When contemplating a piece of work, Julia Cameron advises we’d do better to think whom is this work for? whom will it serve? rather than how will it serve me? Pondering this notion of art as service, I’m reminded of Austrian poet Rainer Maria Rilke’s luminous Letters to a Young Poet, a collection of his five year correspondence with aspiring poet Franz Kappus. When a disheartened Kappus sought validation of his talent and asked Rilke to critique his work, Rilke refused, telling him, “Nobody can advise you and help you. Nobody. There is only one way—Go into yourself.” Magnanimous and heartfelt, Letters to a Young Poet is a labor of love in which Rilke generously bequeaths a lifetime of wisdom to a dispirited author. From teaching Kappus the value of solitude to elucidating the mystery of how to know you’re a writer, Rilke’s letters prove the most affecting art is composed in a spirit of service-not of ego.
To create in a spirit of ego is to be motivated by fame and prestige. When we create from ego, we have one aim: to win approval. We write a novel to top best-seller lists or secure a Man Booker; we paint to be exhibited at the MOMA. Writing or painting or sculpting is no longer about communicating something essential- it’s about impressing other people. “How are we doing?” we begin to wonder as we put pen to page or brush to easel. Will our book be an object of admiration and praise or disparagement and derision? Will the critics applaud our genius or scoff in disapproval? The enemy of creativity is a preoccupation with reception: what will they say? what will they think? Anyone who makes things knows art requires a certain freedom. The more we care about “they,” the more self-conscious and inhibited we become and the more our work suffers. After all, if we write from ego, we’re no longer mere vehicles for our work-we’re the work itself: a bad review in the New Yorker is proof we’re a talentless novelist, a tepid reception of our play is heartbreaking confirmation that our suspicions were correct- we were never meant for the stage. In other words, our art becomes so bound up in our identity that if our art fails, we fail.

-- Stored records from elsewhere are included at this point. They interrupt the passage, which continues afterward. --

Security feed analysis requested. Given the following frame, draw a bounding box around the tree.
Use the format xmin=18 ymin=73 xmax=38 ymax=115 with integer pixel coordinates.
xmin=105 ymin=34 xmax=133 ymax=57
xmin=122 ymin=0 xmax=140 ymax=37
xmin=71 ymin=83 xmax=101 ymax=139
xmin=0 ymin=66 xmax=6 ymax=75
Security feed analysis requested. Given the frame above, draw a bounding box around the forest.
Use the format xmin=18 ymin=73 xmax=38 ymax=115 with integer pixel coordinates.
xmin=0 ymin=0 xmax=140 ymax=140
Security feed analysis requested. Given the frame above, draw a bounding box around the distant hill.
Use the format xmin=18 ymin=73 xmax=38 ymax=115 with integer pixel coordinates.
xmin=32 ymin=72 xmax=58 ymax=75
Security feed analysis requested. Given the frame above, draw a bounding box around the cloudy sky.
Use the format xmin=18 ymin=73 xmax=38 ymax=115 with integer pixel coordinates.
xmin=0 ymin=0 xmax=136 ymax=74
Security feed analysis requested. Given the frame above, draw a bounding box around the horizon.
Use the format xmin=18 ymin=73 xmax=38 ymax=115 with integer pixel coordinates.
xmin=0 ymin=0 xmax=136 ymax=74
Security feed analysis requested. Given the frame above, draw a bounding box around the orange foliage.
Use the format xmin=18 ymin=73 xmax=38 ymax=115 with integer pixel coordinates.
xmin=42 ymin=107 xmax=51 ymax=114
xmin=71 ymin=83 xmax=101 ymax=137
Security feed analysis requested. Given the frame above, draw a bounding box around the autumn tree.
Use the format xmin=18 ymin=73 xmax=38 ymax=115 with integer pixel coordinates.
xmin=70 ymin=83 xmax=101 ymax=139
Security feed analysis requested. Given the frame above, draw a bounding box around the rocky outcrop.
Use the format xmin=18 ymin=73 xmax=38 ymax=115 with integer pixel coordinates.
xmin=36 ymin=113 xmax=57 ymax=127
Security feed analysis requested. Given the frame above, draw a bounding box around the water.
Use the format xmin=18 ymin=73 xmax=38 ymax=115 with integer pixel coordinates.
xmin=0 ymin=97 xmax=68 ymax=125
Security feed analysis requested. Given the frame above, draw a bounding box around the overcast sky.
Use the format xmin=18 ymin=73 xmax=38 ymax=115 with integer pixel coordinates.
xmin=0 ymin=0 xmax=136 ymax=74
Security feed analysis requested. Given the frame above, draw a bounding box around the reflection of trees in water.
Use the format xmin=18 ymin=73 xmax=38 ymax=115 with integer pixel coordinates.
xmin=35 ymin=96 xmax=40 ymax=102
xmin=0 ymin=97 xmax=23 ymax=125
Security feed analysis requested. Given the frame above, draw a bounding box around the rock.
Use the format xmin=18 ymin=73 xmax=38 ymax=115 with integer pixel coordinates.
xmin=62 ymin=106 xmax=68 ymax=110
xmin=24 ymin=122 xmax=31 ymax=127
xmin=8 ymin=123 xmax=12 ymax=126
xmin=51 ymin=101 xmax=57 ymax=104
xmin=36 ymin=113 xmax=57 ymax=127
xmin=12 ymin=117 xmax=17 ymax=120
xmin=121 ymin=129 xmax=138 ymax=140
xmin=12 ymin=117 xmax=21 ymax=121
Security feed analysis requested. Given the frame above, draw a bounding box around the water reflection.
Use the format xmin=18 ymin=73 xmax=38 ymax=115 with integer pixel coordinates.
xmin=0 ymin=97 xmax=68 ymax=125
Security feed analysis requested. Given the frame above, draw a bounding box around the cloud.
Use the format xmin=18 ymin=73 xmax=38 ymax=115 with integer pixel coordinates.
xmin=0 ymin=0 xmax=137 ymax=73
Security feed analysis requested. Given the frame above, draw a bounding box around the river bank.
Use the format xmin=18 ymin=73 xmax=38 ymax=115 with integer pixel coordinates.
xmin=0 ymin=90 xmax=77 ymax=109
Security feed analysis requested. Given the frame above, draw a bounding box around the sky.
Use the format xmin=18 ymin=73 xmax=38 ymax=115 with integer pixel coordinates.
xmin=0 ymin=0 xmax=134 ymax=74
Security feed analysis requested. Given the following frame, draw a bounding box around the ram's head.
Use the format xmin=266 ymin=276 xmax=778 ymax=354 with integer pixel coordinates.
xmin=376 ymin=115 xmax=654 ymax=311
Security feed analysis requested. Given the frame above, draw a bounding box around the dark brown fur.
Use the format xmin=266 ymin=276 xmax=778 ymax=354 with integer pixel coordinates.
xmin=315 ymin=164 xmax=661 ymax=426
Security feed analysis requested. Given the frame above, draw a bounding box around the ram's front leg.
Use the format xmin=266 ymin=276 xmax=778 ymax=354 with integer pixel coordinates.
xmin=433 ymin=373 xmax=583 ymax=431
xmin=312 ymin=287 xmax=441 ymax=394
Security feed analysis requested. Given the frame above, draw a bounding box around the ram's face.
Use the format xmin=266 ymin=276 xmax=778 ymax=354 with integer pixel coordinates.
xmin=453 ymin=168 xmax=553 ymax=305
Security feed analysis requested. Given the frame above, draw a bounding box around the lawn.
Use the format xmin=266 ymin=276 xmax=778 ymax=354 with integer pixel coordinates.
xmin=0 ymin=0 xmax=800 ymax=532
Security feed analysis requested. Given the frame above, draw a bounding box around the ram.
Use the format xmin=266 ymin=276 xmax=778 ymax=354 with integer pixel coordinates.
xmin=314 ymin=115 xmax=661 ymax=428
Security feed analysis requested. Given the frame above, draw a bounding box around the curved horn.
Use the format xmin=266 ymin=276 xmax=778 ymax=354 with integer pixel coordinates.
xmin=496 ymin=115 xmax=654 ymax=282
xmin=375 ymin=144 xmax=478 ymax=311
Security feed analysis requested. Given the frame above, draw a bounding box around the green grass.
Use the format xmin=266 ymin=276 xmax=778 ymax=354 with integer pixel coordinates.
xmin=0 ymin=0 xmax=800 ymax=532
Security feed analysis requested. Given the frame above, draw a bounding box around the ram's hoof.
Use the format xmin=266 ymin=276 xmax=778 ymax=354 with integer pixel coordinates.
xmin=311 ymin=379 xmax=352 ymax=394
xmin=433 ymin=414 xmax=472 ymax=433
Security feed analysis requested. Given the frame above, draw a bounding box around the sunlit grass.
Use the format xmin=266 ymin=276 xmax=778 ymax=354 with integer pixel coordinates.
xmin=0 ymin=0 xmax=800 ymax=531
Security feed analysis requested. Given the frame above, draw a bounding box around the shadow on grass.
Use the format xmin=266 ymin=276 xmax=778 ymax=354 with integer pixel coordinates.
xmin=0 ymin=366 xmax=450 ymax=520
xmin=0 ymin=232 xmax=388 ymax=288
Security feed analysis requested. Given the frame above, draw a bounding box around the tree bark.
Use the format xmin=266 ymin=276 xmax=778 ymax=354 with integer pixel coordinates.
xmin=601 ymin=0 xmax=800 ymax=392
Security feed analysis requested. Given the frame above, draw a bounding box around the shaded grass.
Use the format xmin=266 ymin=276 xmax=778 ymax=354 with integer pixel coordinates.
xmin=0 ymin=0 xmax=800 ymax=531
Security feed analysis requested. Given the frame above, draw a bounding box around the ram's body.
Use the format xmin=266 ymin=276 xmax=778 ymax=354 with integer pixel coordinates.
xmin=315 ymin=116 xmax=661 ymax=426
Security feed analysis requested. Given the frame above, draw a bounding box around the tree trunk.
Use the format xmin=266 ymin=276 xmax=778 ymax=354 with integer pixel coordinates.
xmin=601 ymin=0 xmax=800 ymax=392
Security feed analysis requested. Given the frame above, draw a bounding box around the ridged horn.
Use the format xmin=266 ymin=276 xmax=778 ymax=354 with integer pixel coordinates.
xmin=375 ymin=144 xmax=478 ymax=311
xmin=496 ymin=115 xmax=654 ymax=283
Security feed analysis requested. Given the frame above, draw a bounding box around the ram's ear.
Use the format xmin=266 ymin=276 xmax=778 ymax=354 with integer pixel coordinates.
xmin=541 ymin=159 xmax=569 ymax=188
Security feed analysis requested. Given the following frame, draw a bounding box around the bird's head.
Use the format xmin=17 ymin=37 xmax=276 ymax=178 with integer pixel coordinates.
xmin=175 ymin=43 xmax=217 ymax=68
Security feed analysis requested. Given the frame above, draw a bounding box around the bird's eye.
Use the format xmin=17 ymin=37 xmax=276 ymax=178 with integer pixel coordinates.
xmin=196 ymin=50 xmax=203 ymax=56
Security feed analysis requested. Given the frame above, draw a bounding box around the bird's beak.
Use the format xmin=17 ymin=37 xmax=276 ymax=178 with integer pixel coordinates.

And how can anyone create when the pressure is so colossal?
But if we create in a spirit of service, our ego is no longer a chain shackling us to the weight of other people’s approval and we can begin, as Cameron says, to think less about ‘us’ and more about ‘it’- the work itself. Why does the wisdom of Rilke’s letters still resonate nearly a hundred years later? Not because he sought to garner impressive awards or establish a literary name, but because he wrote from a genuine desire to mentor a budding young poet who, undoubtedly like himself at one time, was struggling with self-doubt. What infuses Rilke’s words with significance is the fact that he has something to say: a vital message he hopes to impart to another human being, a cherished reader whom he wants to help. Like a charitable benefactor who aids the deprived and indigent, Rilke’s letters are a selfless act of service-not of ego.
The question “what is art?” has consumed philosophers since time immemorial. Though there are as many answers to this question as there are artists themselves, I think we’d do well to remember Tolstoy’s definition whenever we sit at our writing tables:
“Art is not, as the metaphysicians say, the manifestation of some mysterious idea of beauty or God; it is not, as the aesthetic physiologists say, a game in which man lets off his excess of stored-up energy; it is not the expression of man’s emotions by external signs; it is not the production of pleasing objects; and, above all, it is not pleasure; but it is a means of union among men, joining them together in the same feelings, and indispensable for the life and progress toward well-being of individuals and of humanity.”